Carbon is an element required for γ phase formation, and is necessary for controlling the primary recrystallization texture prior to the final annealing for ensuring an appropriate secondary recrystallization. Therefore, carbon must be contained in the cold rolled steel sheet in the range of 0.02 - 0.1%. If the carbon content is more than 0.1%, the primary recrystallized texture deteriorates and a long period of time is required for decarburization.
Silicon is an important element for increasing electric resistance and decreasing core loss. If the silicon content is less than 0.8%, α to γ transformation occurs during final annealing and the crystal structure and the orientation are impaired, while if the silicon content is more than 4.8%, cold rolling becomes difficult because of cracking. The preferred silicon content is from 0.8% to 4.8%.
Manganese and sulfur form an inhibitor which suppresses primary grain growth. In order to assure stable secondary recrystallization, the manganese and sulfur contents must each be limited to the range of 0.005 - 0.04%.
Acid soluble aluminum is a basic element which combines with nitrogen to form AlN or (Al, Si)N as an inhibitor for obtaining a high magnetic flux density.
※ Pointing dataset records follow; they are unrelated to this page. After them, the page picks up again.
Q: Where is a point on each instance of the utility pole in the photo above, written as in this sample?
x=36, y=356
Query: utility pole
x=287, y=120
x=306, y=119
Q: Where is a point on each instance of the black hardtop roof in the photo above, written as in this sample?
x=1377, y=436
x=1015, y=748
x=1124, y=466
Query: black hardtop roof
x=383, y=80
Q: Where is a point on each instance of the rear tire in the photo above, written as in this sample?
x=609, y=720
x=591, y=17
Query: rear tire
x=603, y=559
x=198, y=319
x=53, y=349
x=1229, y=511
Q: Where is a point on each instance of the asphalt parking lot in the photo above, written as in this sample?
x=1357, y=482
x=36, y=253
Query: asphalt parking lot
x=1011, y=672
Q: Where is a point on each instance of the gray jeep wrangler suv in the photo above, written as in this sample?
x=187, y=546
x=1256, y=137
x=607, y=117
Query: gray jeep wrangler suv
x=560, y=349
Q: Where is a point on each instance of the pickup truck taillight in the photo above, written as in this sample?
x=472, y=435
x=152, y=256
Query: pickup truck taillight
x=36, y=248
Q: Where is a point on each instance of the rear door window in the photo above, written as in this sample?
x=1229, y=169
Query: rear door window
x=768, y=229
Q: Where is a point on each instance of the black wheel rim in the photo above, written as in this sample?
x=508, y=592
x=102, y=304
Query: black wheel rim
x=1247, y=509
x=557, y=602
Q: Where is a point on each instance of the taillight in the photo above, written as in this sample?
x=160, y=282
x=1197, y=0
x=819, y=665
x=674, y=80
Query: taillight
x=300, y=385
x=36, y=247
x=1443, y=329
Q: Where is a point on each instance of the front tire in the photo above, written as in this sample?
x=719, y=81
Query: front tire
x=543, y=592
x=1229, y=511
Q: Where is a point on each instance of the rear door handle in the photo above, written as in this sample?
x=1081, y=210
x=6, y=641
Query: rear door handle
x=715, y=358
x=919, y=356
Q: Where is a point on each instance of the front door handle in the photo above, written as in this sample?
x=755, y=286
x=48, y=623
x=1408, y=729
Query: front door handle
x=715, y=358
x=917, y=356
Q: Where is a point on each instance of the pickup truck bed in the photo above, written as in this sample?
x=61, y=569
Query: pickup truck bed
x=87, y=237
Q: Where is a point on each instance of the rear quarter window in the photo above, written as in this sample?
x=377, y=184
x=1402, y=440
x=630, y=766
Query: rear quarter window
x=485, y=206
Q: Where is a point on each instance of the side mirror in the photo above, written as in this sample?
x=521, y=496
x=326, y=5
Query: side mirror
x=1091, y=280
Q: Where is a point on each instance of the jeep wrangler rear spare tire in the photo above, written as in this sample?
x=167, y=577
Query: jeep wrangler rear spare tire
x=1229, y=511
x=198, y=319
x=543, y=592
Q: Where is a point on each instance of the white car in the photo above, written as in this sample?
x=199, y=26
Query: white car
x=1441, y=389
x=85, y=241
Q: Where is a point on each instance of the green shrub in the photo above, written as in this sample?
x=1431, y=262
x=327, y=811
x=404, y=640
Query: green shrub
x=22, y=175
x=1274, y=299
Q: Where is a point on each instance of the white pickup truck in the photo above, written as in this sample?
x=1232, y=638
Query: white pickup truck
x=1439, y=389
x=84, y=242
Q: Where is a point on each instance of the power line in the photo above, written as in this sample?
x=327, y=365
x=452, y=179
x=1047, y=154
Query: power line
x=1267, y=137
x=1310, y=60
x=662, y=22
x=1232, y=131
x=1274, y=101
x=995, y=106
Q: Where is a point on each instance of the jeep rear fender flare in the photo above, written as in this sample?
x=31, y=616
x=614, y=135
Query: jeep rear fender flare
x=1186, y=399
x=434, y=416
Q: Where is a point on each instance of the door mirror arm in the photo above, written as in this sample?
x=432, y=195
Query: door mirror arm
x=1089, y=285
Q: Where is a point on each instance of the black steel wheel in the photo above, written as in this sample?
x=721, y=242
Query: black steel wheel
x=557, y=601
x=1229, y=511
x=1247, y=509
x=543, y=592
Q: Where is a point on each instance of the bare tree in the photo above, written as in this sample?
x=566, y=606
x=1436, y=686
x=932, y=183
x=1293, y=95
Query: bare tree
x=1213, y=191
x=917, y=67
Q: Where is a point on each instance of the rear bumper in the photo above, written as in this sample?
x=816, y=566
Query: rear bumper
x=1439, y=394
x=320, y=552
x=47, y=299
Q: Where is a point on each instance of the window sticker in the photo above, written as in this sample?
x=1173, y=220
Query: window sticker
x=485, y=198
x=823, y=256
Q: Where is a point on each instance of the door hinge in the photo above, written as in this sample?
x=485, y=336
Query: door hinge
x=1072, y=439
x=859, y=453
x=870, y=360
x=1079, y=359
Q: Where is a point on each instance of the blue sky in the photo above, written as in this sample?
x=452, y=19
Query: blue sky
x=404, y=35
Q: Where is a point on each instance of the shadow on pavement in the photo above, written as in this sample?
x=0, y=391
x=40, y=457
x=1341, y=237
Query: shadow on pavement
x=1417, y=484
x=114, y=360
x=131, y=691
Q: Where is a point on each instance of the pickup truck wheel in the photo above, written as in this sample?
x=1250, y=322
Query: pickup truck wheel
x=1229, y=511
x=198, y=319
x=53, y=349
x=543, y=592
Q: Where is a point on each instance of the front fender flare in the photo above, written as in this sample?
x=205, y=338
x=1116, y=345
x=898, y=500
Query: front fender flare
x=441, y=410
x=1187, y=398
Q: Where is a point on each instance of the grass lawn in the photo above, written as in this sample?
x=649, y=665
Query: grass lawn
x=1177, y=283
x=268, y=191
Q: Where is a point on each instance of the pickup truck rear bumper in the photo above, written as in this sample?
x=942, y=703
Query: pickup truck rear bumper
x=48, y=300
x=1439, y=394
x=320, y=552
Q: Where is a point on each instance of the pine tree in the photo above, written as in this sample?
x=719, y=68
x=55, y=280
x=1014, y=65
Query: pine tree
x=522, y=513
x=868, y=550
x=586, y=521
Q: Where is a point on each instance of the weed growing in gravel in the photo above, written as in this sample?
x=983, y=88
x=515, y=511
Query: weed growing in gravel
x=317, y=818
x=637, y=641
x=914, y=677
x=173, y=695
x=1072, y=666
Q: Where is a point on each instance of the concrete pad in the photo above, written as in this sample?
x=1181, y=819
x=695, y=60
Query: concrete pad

The preferred acid soluble alumina content is from 0.012 to 0.05%.
Nitrogen is also a basic element which combines with the acid soluble aluminum to form an inhibitor. If the nitrogen content is more than 0.01%, blisters are undesirably formed in the final product. The preferred nitrogen content is not more than 0.01%.
Other elements can be used to form inhibitors, such as B, Bi, Pb, S, Se, Sn or Ti, in addition to the acid soluble aluminum.
A hot rolled steel strip adjusted to the composition range mentioned above by a known process is cold rolled directly or with hot rolled band annealing in a short period of time. This hot rolled band annealing is effective for improving the magnetic properties of the final product, and is carried out at a temperature between 750°C and 1200°C for 30 seconds to 30 minutes. The annealing conditions are determined based on the desired product quality or cost.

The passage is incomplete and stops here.